Performance Considerations

This section discusses some factors which affect performance when using BodoSQL.

Snowflake Views

Users may define views within their Snowflake account to enable greater query reuse. Views may constitute performance bottlenecks because if a view is evaluated in Snowflake Bodo will need to wait for the result before it can fetch data and may have less access to optimizations.

To improve performance in these circumstances Bodo will attempt to expand any views into the body of the query to allow Bodo to operate on the underlying tables. When this occurs users should face no performance penalty for using views in their queries. However there are a few situations in which this is not possible, namely

  • The Snowflake User passed to Bodo does not have permissions to determine the view definition.
  • The Snowflake User passed to Bodo does not have permissions to read all of the underlying tables.
  • The view is a materialized or secure view.

If for any reason Bodo is unable to expand the view, then the query will execute treating the view as a table and delegate it to Snowflake.

Vectorized Execution

Bodo uses a vectorized query execution model for SQL queries. In this model, the query plan is split into several stages or pipelines, each comprised of multiple operators. Each operator of the pipeline performs computations on batches of data and passes on the result to the next operator. This enables several performance and reliability benefits:

  • It is possible to overlap compute and I/O. When reading data, BodoSQL can start executing compute tasks on the chunks of data that have been read while the rest is waiting on I/O. Similarly, BodoSQL can start writing the chunks of data that have finished being computed while the rest is still in progress.
  • There is increased CPU cache locality when working on smaller chunks, potentially increasing runtime performance.
  • This prevents out-of-memory (OOM) errors for most use cases. For example, in simple aggregations, data can be read and aggregated incrementally, instead of needing to read all the data and then performing the aggregation on the entire table.
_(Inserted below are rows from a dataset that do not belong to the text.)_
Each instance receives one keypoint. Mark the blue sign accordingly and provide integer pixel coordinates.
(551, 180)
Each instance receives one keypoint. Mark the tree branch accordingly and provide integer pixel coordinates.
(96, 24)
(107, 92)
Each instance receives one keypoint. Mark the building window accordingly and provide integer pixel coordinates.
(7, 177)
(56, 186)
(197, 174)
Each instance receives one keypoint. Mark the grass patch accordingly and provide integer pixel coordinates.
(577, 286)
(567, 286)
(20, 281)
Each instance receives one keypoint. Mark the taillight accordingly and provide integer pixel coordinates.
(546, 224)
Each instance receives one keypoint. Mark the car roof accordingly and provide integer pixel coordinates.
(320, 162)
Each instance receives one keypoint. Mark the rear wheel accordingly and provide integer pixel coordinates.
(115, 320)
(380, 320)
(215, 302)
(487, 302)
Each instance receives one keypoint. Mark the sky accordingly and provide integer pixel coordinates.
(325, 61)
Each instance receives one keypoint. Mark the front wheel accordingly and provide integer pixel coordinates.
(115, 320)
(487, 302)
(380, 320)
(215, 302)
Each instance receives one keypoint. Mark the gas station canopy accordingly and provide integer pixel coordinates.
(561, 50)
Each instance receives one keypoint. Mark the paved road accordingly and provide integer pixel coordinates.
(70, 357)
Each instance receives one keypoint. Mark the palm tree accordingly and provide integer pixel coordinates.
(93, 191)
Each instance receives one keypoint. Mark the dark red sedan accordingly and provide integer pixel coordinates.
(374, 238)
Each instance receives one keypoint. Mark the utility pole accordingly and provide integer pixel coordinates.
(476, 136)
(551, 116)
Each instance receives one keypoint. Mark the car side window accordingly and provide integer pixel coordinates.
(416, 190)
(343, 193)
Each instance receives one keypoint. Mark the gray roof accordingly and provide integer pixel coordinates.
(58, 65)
For operators like Join, Aggregate, Sort and some Window functions, we use specialized operators that can spill to disk for reliable execution even when the intermediates are too big to fit in memory.

Note that not every operator in BodoSQL fully supports vectorized execution yet. Some operations still require BodoSQL to have the entire data in main memory before starting any compute.

The best way to determine if a query is using vectorized execution in BodoSQL is to check the query plan with bc.generate_plan(query). BodoSQL generates two special RelNodes when it needs to break vectorized execution: CombineStreamsExchange is used to gather the chunked batches of data into a single in-memory table (potentially causing an OOM error if the table is big enough) so that whatever operators occur next can operate on the non-streamed data, and SeparateStreamsExchange is used to split up such a table back into multiple chunks so that subsequent operators can use vectorized execution.

For example, consider the abstract BodoSQL plan below:

TableCreate
  NodeA
    SeparateStreamsExchange
      NodeB
        CombineStreamsExchange
          TableScan

At runtime, BodoSQL will perform the table scan in batches, and as it receives each batch it will combine them into a single table. Once that singular table has been created, the operation described by NodeB is run on the entire table. Afterward, the output of NodeB is split up into smaller chunks that are fed into NodeA, which processes each chunk one at a time. Finally, the output of NodeA is fed into the table create operation, which writes each chunk as it receives it rather than waiting for NodeA to finish processing every chunk.

Some notable examples of operations that do not currently use vectorized execution:

  • Some set operators (INTERSECT and MINUS).
  • Aggregations without GROUP BY.

Additionally, BodoSQL's support for vectorized execution of window functions is a limited and experimental feature.